Par contre, les balles arrêtées se révèlent toujours extrêmement décisives. Les corners, comme souvent en football, sont à l’origine de nombreux buts, de même que les penalties. Les arbitres en ont déjà accordé 23, record lors d’une même édition de la Coupe du monde largement battu (18, en 1990, 1998 et 2002). Cela tient pour une bonne part à l’utilisation de l’assistance vidéo à l’arbitrage (VAR), dont les partisans et les détracteurs ne sont pas près de se réconcilier. A ce stade, le système a pratiquement fabriqué autant de polémiques qu’il a permis de corriger de mauvaises décisions.

L’importance du temps additionnel

Les entraîneurs devraient se méfier lorsqu’ils appellent leurs joueurs à «être bons pendant 90 minutes». Avec l’apparition de l’assistance vidéo à l’arbitrage, la Coupe du monde en Russie voit souvent ses rencontres s’étirer sur près de dix minutes supplémentaires et beaucoup d’équipes en profitent pour faire la différence. L’égalisation du Costa Rica contre la Suisse à la 93e minute du match était le 20e but inscrit dans les arrêts de jeu depuis le début du tournoi, ce qui représente environ un but sur six.
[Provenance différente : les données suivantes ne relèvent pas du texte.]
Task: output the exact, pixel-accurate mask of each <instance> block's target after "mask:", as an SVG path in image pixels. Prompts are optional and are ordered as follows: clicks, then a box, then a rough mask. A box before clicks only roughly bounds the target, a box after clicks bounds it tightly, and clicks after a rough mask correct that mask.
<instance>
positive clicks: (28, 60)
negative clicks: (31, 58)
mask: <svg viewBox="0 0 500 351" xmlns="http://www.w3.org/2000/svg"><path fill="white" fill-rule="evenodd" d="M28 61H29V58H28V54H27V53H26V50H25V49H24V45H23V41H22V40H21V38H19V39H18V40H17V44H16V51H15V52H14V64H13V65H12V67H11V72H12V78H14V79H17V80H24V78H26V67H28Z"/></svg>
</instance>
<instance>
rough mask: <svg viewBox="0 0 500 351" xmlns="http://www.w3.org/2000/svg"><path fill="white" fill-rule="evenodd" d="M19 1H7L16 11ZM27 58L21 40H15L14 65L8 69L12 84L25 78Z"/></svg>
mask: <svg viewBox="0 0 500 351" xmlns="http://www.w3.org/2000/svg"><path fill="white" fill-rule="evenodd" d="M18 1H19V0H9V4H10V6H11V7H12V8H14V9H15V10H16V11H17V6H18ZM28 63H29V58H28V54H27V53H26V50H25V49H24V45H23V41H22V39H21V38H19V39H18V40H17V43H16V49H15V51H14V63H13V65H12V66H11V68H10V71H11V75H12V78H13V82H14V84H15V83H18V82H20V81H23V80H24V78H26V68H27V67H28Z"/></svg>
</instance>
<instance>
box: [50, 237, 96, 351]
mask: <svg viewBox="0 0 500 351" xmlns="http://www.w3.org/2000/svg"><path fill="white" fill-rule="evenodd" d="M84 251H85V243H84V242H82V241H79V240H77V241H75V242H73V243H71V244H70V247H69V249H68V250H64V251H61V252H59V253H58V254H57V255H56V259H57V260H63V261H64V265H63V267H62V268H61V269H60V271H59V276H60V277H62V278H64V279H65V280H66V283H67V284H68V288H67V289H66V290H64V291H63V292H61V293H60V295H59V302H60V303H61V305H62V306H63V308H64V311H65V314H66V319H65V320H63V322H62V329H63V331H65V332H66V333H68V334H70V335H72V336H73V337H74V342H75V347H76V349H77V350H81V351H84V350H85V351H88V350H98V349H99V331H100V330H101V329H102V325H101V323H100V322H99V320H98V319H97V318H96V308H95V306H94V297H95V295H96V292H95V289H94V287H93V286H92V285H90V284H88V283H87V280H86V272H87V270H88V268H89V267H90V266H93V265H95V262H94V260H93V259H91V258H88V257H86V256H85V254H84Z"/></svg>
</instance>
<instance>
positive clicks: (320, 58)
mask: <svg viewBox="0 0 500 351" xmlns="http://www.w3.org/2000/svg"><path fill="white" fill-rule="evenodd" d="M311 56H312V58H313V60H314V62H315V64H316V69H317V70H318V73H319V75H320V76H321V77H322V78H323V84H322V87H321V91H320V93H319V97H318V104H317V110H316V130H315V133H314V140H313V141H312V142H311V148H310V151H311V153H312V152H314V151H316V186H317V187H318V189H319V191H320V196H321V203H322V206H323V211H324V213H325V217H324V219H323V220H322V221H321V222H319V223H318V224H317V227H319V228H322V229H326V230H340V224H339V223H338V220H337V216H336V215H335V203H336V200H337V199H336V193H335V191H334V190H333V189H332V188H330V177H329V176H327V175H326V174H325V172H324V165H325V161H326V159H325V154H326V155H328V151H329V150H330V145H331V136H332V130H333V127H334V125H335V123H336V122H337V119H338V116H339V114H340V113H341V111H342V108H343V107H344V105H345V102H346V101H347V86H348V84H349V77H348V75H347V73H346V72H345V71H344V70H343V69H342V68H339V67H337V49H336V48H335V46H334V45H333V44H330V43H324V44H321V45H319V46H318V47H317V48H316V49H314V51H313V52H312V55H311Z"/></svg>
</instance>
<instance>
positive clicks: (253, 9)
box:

Statistique étonnante repérée par les spécialistes d’Opta, il n’y avait eu que 76 buts marqués lors des arrêts de jeu des vingt premières éditions de la Coupe du monde… Cela permet de mesurer à quel point ces réussites tardives sont une particularité de la compétition russe, sans toutefois permettre d’en percer le mystère.

L’organisation sans faute

Cela n’enlève rien aux scandales de corruption entourant la construction de certains stades ni aux terribles mesures prises pour «nettoyer» les rues des sans-abris et des chiens errants, mais la Russie réussit à ce stade un sans-faute dans l’organisation opérationnelle de sa Coupe du monde. Sur place, tout fonctionne à merveille pour les équipes nationales, les supporters et les journalistes. Les forces de l’ordre, au demeurant très présentes, ne sont pas aussi envahissantes que nous avions pu le craindre au départ.

Même en dehors des infrastructures du tournoi à proprement parler, les visiteurs découvrent un pays où les transports publics sont systématiquement à l’heure, où les rues sont sûres et où la population se révèle très serviable, passé la gêne de ne pas avoir de langue en commun. Le Mondial russe aura fait tomber bien des stéréotypes.